Die Eine-Welt-Arbeit in der Gemeinde Zum Heiligen Geist entstand aus den Kontakten zu einer Gemeinde in Cantel, Guatemala, und aus einem Kreis, der sich mit den politischen/sozialen Fragen in diesem Themenbereich beschäftigt: Was können wir vor Ort gegen ungerechte Strukturen/Verhältnisse tun, welche konkreten Maßnahmen sind möglich?

Am letzten Sonntag im Monat werden nach der 11-Uhr-Messe vor der Kirche fair gehandelte Waren verkauft. Hauptsächlich Kaffee, Tee, Honig, Schokolade und Kakao. Der Erlös ist für Projekte in Guatemala bestimmt. Das erste Projekt hat einen Bezug zu der Gemeinde Cantel: "Itzamna – Asociación Le K'at" wurde von Menschen gegründet, die enge Beziehungen zu Guatemala haben und dort teilweise auch leben. Sie unterstützen mit den Spendengeldern z.B. eine Maya-Grundschule, sie vergeben Stipendien, haben eine Bibliothek eingerichtet und betreuen auch alte Menschen in der Gemeinde. Weitere Informationen finden Sie im Internet unter www.itzamna.info.
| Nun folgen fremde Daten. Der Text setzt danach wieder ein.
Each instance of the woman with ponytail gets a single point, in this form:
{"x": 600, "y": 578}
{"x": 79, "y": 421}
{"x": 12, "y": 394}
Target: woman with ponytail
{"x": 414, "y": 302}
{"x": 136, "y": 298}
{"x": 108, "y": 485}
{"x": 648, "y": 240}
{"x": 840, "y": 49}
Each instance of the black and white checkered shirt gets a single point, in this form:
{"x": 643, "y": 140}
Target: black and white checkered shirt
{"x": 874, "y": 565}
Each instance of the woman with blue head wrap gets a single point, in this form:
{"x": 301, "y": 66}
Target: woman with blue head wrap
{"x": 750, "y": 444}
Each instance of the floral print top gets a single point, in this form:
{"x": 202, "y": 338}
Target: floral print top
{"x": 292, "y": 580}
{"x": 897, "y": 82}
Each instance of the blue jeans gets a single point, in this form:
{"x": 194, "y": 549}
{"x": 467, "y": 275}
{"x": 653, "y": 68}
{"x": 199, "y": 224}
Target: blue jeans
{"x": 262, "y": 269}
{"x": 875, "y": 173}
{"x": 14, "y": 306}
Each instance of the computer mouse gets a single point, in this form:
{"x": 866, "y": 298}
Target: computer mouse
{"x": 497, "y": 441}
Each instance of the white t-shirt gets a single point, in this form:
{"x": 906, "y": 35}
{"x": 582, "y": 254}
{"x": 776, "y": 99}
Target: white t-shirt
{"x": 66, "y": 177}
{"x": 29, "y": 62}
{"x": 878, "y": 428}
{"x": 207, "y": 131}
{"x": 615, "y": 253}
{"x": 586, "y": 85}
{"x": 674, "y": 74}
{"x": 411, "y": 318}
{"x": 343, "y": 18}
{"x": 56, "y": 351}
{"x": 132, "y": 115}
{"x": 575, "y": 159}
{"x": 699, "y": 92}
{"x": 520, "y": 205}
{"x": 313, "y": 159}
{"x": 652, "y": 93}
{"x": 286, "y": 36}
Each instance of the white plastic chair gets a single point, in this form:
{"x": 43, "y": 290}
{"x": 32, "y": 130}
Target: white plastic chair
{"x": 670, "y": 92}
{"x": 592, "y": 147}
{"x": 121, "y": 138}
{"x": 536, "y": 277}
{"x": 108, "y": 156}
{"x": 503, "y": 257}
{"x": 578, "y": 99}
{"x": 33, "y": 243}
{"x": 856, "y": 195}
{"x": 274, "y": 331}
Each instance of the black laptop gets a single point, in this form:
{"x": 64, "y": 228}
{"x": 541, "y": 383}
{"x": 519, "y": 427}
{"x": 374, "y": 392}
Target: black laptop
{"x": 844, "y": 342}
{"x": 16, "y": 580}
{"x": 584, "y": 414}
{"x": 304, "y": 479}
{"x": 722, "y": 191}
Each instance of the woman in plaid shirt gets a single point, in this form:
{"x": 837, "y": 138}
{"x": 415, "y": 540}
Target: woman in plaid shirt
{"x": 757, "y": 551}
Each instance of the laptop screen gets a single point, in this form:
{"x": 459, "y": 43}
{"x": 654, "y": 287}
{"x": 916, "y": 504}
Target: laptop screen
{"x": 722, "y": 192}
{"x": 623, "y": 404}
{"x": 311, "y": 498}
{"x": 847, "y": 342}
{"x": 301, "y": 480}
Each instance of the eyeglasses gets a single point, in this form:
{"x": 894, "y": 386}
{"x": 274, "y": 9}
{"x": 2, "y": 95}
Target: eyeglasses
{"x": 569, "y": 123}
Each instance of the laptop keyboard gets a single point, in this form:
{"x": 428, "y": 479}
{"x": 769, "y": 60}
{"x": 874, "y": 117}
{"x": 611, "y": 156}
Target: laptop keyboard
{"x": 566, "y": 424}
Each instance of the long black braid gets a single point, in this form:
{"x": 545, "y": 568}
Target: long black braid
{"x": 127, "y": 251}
Das zweite Projekt wurde von der deutschen Journalistin Maria Christine Zauzich ins Leben gerufen, die selber viele Jahre in Guatemala lebte. Das Stipendienwerk "Samenkorn – Ija'tz" vergibt Stipendien speziell an junge Männer und Frauen aus der indigenen Bevölkerung Guatemalas, da diese im Bildungssystem häufig immer noch benachteiligt sind. Ziel ist, dass diese jungen Leute einen Schul- und/oder Universitätsabschluss machen und dann auch im Land bleiben, dort arbeiten und sich (politisch) engagieren, um damit langfristig die Lebensbedingungen der "Indígenas" zu verbessern. Auch hier gibt es weitere Informationen im Internet unter www.stipendienwerk-guatemala.de

Die Katholische Arbeitnehmerbewegung (KAB) ist einer der sozialen Verbände innerhalb der katholischen Kirche.  Sie ist gleichzeitig politische Bewegung und fußt in der Arbeitnehmerbewegung. Bundesweit gehören zu dieser Organisation ca. 100.000 Mitglieder. Sie gliedert sich über die Diözesanverbände bis zu den Orts- und Pfarrvereinen.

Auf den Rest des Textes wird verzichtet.